Il corretto fabbisogno nutrizionale
Per effettuare un confronto su basi scientifiche è possibile fare riferimento al Livello di assunzione di riferimento dei nutrienti così come indicato dall'Autorità Europea per la sicurezza alimentare (EFSA). La quantità di ciascun nutriente necessario per mantenere un individuo in salute è il fabbisogno di nutrienti e varia a seconda del sesso, dell'età, dell'attività fisica svolta, del patrimonio genetico e dello stato fisiologico.
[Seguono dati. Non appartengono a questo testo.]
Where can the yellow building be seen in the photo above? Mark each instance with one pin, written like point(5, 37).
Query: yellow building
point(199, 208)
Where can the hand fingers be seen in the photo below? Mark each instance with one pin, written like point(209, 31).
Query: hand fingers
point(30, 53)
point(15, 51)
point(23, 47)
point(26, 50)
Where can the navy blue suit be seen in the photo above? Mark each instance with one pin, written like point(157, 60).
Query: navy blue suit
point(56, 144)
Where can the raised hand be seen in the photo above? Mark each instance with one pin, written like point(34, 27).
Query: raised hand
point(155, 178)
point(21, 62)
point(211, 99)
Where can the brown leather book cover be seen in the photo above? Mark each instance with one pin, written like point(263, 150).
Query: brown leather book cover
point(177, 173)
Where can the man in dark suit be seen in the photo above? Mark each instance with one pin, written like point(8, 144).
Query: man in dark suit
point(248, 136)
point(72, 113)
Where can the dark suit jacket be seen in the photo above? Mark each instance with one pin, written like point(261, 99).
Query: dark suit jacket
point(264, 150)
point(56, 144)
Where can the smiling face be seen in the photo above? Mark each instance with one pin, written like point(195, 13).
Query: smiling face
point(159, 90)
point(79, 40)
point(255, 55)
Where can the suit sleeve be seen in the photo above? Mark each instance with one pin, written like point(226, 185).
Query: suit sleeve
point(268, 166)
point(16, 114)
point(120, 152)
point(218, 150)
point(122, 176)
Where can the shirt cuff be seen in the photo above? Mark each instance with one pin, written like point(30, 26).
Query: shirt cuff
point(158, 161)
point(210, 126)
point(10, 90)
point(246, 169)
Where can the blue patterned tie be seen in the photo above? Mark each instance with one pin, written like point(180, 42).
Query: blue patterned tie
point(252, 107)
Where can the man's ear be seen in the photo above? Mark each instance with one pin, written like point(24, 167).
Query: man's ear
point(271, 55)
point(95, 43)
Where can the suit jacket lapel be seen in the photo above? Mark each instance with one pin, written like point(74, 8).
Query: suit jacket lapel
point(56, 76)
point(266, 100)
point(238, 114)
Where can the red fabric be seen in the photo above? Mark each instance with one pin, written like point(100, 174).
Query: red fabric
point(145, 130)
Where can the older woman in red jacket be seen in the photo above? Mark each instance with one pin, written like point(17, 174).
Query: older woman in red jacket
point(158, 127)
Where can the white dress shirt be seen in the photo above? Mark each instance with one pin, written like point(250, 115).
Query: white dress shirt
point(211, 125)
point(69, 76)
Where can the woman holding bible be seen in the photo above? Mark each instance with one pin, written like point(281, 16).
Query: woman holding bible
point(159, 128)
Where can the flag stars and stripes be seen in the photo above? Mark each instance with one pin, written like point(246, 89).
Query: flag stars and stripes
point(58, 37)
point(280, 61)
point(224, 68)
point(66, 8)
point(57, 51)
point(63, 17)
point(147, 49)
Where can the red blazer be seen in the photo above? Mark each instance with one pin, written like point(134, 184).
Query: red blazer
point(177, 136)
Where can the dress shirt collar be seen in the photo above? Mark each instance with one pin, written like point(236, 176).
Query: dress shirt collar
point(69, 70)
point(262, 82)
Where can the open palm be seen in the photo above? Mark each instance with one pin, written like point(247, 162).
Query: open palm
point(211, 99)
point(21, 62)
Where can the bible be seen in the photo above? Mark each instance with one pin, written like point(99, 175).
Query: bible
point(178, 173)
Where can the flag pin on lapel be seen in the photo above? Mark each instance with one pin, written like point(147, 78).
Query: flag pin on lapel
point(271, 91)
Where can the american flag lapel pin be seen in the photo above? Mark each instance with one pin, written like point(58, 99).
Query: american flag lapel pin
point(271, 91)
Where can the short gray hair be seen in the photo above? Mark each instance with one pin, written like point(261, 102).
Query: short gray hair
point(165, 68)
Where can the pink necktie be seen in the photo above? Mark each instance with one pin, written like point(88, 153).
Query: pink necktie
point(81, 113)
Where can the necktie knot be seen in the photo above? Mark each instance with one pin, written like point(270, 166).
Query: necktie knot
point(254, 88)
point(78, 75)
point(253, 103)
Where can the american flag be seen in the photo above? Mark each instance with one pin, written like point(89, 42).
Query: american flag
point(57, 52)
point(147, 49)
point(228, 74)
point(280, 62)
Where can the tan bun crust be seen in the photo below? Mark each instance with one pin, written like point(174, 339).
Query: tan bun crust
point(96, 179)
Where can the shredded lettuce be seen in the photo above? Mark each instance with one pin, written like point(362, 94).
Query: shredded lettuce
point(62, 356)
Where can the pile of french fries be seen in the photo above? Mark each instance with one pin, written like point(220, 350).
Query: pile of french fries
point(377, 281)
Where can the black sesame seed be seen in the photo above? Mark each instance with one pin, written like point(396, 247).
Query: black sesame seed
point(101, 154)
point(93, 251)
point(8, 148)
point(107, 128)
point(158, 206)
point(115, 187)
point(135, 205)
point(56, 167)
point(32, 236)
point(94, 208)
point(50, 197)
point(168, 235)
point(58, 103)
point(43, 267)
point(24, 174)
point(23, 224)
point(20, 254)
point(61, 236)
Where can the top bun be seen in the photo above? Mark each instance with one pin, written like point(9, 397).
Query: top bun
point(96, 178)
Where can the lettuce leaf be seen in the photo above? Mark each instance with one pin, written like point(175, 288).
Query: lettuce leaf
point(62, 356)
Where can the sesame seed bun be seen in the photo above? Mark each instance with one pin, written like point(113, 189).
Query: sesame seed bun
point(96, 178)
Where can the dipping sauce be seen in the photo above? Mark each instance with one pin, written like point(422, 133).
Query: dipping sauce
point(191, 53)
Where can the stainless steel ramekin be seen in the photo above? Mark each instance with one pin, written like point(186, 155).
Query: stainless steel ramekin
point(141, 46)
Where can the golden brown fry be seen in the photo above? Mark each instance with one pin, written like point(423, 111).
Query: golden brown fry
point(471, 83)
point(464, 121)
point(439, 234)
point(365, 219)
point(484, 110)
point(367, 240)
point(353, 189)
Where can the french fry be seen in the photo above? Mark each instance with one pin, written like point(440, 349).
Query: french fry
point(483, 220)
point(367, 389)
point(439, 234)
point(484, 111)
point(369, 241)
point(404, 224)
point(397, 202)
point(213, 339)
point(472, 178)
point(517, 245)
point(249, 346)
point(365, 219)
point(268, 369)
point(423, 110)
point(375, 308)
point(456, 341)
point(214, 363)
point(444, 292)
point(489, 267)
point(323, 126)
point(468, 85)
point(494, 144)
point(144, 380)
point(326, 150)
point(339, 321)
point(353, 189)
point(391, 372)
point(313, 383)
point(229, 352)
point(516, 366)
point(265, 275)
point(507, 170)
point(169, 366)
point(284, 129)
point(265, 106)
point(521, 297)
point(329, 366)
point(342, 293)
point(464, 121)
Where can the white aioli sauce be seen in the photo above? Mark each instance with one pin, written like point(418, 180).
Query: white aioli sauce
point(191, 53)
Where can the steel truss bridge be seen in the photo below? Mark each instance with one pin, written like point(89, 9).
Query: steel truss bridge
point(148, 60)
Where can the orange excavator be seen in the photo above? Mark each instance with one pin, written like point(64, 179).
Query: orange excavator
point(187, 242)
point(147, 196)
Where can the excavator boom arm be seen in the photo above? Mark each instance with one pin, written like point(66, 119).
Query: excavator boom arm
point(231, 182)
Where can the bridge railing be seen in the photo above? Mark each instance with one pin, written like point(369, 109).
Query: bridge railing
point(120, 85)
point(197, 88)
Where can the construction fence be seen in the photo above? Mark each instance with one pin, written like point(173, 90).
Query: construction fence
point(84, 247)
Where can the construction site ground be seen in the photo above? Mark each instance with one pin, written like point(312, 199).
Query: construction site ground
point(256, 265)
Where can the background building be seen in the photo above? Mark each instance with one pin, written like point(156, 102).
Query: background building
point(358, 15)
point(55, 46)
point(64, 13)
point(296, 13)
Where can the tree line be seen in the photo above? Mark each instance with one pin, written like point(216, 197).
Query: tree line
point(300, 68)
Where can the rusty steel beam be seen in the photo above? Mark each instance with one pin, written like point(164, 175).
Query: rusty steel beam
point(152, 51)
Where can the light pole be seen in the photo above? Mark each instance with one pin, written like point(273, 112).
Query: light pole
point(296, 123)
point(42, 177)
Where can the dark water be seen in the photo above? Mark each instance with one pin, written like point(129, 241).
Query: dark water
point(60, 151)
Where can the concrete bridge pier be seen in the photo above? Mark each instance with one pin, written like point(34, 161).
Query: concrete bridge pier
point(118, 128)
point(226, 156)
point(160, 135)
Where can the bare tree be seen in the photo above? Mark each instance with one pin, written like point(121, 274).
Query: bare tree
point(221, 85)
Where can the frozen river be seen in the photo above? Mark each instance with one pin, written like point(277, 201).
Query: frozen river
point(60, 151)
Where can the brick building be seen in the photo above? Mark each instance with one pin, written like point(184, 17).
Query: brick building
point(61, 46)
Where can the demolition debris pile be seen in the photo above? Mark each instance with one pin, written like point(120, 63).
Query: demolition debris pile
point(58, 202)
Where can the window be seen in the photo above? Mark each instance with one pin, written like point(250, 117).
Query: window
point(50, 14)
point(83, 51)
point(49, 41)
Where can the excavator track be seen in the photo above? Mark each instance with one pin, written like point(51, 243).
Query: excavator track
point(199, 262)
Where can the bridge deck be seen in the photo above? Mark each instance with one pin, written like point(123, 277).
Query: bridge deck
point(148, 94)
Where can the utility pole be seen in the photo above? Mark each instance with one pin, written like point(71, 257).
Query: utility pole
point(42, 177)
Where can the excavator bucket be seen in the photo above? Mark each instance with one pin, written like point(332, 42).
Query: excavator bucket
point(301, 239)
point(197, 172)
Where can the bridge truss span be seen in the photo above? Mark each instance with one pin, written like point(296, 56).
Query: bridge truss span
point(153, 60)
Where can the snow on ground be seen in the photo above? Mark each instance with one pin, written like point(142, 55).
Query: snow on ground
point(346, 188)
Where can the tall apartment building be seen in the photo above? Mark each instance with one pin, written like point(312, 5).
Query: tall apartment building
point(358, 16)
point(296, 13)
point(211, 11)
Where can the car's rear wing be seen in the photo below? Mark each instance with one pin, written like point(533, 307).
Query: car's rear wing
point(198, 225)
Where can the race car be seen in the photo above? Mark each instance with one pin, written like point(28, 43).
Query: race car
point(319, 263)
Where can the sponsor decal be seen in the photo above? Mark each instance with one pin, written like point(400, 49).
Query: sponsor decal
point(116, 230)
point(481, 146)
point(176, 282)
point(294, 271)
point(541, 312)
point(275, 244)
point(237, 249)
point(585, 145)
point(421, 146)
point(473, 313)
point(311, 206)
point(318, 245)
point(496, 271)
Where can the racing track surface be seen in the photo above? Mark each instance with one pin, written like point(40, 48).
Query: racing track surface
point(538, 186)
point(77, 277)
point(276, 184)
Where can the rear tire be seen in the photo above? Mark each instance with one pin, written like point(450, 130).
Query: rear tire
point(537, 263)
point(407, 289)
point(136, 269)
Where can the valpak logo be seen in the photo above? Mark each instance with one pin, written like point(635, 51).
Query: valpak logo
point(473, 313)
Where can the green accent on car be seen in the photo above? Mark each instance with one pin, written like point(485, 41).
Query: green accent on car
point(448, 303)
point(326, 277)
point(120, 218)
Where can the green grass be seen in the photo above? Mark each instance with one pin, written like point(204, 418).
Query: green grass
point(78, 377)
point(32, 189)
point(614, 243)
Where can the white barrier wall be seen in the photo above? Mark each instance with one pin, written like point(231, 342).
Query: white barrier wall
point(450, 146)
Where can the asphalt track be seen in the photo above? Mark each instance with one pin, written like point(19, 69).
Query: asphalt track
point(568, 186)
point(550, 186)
Si possono però indicare dei limiti ragionevolmente validi per la maggior parte delle persone, oltrepassati i quali gli effetti dei nutrienti sull'organismo possono essere dannosi. In questo, il tema dei grassi (totali e saturi) è centrale: con il suo basso contenuto dei primi (non più del 3%) e dei saturi (1,5% e non oltre il 10% dell'apporto energetico complessivo) la carne di selvaggina rientra tra gli alimenti virtuosi.
Questo è il confronto dei dati relativi ai grassi presenti negli animali selvatici e in quelli d'allevamento:
Cinghiale 2,3 g
Maiale 10,5 g
Cervo 1,9 g
Capriolo 1,4 g
Manzo 11,3 g
Nota: La tabella mette a confronto i valori forniti dal Dipartimento dell'Agricoltura degli Stati Uniti, Servizio di Ricerca Agricola e ricavati dal sito della Franchi Food Academy con quelli raccolti in Provincia di Bergamo nel 2017-2018 nell'ambito del progetto "Selvatici e buoni" di Fondazione UNA.
A questi risultati è giunto, tra gli altri, lo studio Quality parameters of hunted game meat: Sensory analysis and pH monitoring uscito su Italian journal of food safety (2019) a firma dello stesso Viganò e altri. La ricerca conferma che per tutti i selvatici i livelli di grassi e il contenuto proteico fanno preferire le carni selvatiche a quelle provenienti da allevamento.